Is there an efficient and secure way to reverse all elements in an array?

Question

I need to reverse large arrays such that the first element becomes the last, and the last becomes the first.

Until now I did this by creating a copy of this array, then iterate backwards over the original and write to the copy.
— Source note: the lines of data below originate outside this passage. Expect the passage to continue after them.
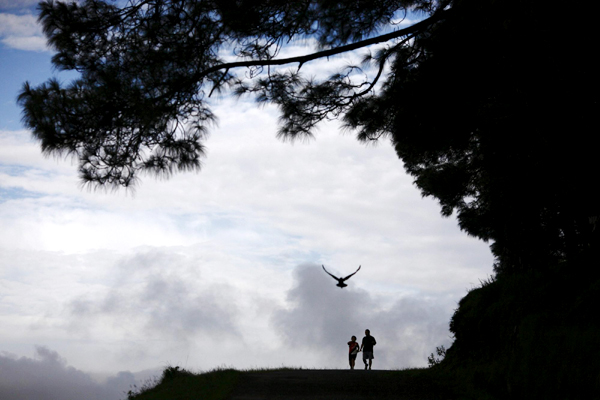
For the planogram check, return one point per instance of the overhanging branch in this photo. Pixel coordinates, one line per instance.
(326, 53)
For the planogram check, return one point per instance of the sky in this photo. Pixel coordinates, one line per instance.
(220, 268)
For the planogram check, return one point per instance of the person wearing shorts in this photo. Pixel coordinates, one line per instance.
(367, 348)
(353, 349)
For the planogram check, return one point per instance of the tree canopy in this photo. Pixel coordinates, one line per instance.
(489, 104)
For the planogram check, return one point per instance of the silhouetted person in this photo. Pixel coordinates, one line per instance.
(353, 348)
(341, 283)
(367, 348)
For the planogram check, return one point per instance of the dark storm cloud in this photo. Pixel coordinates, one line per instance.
(322, 318)
(163, 292)
(48, 377)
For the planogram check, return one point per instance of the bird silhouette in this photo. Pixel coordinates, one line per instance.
(341, 283)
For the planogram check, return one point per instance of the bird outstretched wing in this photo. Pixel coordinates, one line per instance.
(351, 273)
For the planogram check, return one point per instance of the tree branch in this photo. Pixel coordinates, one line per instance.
(326, 53)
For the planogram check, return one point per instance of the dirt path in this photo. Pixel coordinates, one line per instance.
(331, 385)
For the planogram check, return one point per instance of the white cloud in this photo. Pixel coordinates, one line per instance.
(47, 376)
(200, 270)
(22, 32)
(321, 318)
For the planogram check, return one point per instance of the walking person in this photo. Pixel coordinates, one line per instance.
(367, 348)
(353, 348)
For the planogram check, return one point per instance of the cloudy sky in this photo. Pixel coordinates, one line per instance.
(216, 268)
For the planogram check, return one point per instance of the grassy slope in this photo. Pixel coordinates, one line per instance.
(176, 384)
(218, 385)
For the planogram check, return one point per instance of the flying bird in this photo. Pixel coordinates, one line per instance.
(341, 283)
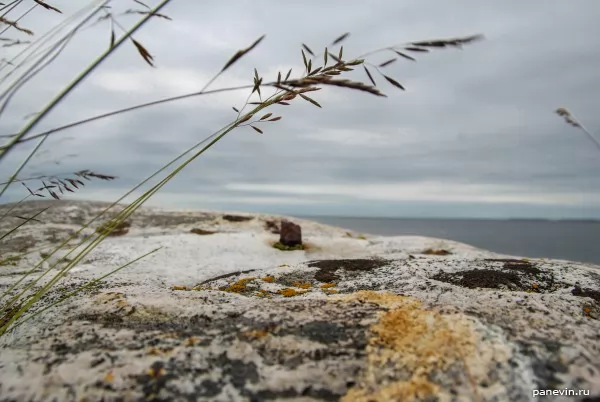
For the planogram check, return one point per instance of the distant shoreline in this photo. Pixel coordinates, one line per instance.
(434, 218)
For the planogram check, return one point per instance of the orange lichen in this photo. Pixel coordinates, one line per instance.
(154, 351)
(201, 287)
(421, 341)
(239, 286)
(289, 292)
(192, 341)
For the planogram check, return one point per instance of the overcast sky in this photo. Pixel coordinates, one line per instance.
(473, 135)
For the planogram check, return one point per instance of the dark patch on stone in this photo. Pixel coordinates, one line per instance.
(224, 276)
(594, 294)
(327, 268)
(515, 275)
(546, 364)
(431, 251)
(202, 231)
(310, 392)
(238, 371)
(323, 332)
(479, 278)
(208, 388)
(237, 218)
(290, 234)
(155, 380)
(518, 265)
(272, 227)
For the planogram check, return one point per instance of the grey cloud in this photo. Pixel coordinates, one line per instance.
(482, 115)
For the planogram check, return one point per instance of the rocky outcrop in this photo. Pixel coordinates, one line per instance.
(227, 317)
(290, 234)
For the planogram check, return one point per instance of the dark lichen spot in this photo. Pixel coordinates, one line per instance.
(480, 278)
(283, 247)
(208, 388)
(578, 291)
(431, 251)
(238, 371)
(237, 218)
(202, 231)
(323, 332)
(327, 268)
(272, 227)
(518, 265)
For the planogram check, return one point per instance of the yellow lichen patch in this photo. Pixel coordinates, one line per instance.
(122, 303)
(431, 251)
(423, 342)
(258, 333)
(167, 335)
(239, 286)
(289, 292)
(201, 287)
(263, 293)
(302, 285)
(154, 351)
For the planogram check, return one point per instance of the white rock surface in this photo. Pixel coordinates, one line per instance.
(176, 326)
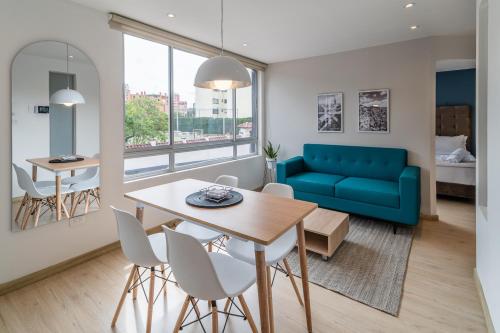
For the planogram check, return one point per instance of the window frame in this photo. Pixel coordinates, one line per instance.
(172, 148)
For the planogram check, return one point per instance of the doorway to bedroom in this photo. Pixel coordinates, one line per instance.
(455, 143)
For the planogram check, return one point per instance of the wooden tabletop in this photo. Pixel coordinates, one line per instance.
(58, 167)
(260, 217)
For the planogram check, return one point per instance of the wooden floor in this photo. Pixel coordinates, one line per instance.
(439, 294)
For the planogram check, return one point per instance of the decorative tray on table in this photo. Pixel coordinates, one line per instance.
(215, 196)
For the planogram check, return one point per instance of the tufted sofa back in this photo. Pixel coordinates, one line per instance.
(355, 161)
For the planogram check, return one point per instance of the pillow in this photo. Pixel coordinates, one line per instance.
(469, 157)
(446, 145)
(456, 156)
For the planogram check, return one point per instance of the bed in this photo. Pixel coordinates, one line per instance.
(455, 179)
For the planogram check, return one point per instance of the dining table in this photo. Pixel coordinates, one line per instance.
(260, 218)
(58, 169)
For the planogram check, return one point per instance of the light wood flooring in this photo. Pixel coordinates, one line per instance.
(439, 294)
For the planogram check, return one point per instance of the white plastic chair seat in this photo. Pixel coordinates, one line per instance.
(201, 233)
(277, 251)
(45, 183)
(50, 191)
(234, 275)
(159, 245)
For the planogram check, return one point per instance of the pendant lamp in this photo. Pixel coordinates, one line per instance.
(222, 72)
(68, 97)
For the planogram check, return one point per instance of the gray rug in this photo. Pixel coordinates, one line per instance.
(369, 266)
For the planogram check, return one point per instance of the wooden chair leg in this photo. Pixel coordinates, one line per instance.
(270, 299)
(247, 313)
(97, 199)
(65, 210)
(151, 299)
(182, 314)
(292, 280)
(122, 298)
(162, 267)
(87, 201)
(215, 318)
(23, 203)
(195, 307)
(27, 213)
(226, 306)
(38, 205)
(134, 291)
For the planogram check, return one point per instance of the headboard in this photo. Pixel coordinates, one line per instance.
(453, 121)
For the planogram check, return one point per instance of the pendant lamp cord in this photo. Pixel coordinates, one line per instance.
(67, 65)
(222, 27)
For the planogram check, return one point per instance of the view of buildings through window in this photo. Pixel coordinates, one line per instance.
(198, 117)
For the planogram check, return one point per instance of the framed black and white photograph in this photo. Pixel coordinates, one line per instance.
(330, 112)
(373, 113)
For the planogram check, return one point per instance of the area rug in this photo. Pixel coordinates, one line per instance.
(369, 266)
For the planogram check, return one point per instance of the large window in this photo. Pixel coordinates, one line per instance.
(172, 125)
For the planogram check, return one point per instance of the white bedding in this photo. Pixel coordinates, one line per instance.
(457, 173)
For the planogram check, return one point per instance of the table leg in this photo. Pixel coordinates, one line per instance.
(303, 270)
(73, 194)
(260, 267)
(139, 214)
(58, 197)
(34, 172)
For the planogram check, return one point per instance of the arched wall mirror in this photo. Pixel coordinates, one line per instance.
(55, 135)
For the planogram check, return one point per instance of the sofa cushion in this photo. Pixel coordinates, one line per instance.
(314, 182)
(372, 191)
(353, 161)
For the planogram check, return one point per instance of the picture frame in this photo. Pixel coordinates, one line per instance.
(330, 112)
(374, 111)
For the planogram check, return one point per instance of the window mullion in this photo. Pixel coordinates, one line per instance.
(171, 155)
(235, 153)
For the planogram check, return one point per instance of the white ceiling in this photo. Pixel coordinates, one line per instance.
(280, 30)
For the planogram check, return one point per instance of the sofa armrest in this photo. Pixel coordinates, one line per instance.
(288, 168)
(409, 189)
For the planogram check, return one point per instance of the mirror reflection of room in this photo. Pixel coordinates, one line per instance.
(55, 135)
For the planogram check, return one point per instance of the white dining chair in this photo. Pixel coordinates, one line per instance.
(277, 251)
(207, 276)
(38, 194)
(147, 252)
(203, 234)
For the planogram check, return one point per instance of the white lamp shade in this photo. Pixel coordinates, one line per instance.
(67, 97)
(223, 73)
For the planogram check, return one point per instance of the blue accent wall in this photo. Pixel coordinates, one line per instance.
(458, 88)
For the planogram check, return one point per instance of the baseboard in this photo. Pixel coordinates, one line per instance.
(62, 266)
(484, 305)
(432, 217)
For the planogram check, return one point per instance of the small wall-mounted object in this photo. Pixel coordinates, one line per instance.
(42, 109)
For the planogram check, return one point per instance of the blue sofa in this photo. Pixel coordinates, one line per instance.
(375, 182)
After that, write the copy back to the original.

Is it possible to do this safely in one single loop by simultaneous access to the first and last element, storing one of them in a temp var and swapping the values?

Answer 1

You can use reverse() function or I think this will be very easy solution

#include<iostream>
using namespace std;
int main() {
int n;
cin>>n;
unsigned int arr[n];
for(int i = 0; i < n; i++)
{
    cin>>arr[i];
}
while(n)
{
    cout<<arr[n-1]<<" ";
    n--;
}
return 0;

}

Answer 2

int Array[100];

unsigned int i, j;
for (i=0, j=100-1; i<j; i++, j--)
{
   int t;
   t = Array[j];
   Array[j] = Array[i];
   Array[i] = t;
}

Answer 3

For integer types a better way is...

int arr[5]={1,2,3,4,5};
int c=0,d=sizeof(arr)/sizeof(*arr)-1;
for(;c<d;c++)
{  
 arr[c] ^= arr[d-c];
 arr[d-c] ^= arr[c];
 arr[c] ^= arr[d-c];
}

since XOR is one byte instruction, it will take hardly 3 byte along the swap line .

Answer 4

Likely the most efficient way is using an in-place algorithm, such as the one below (which is equivalent to that from the Wikipedia article here):

for (int ix = 0; ix < len / 2; ix++) {
    int t = arr[ix];
    arr[ix] = arr[len - ix - 1];
    arr[len - ix - 1] = t;
}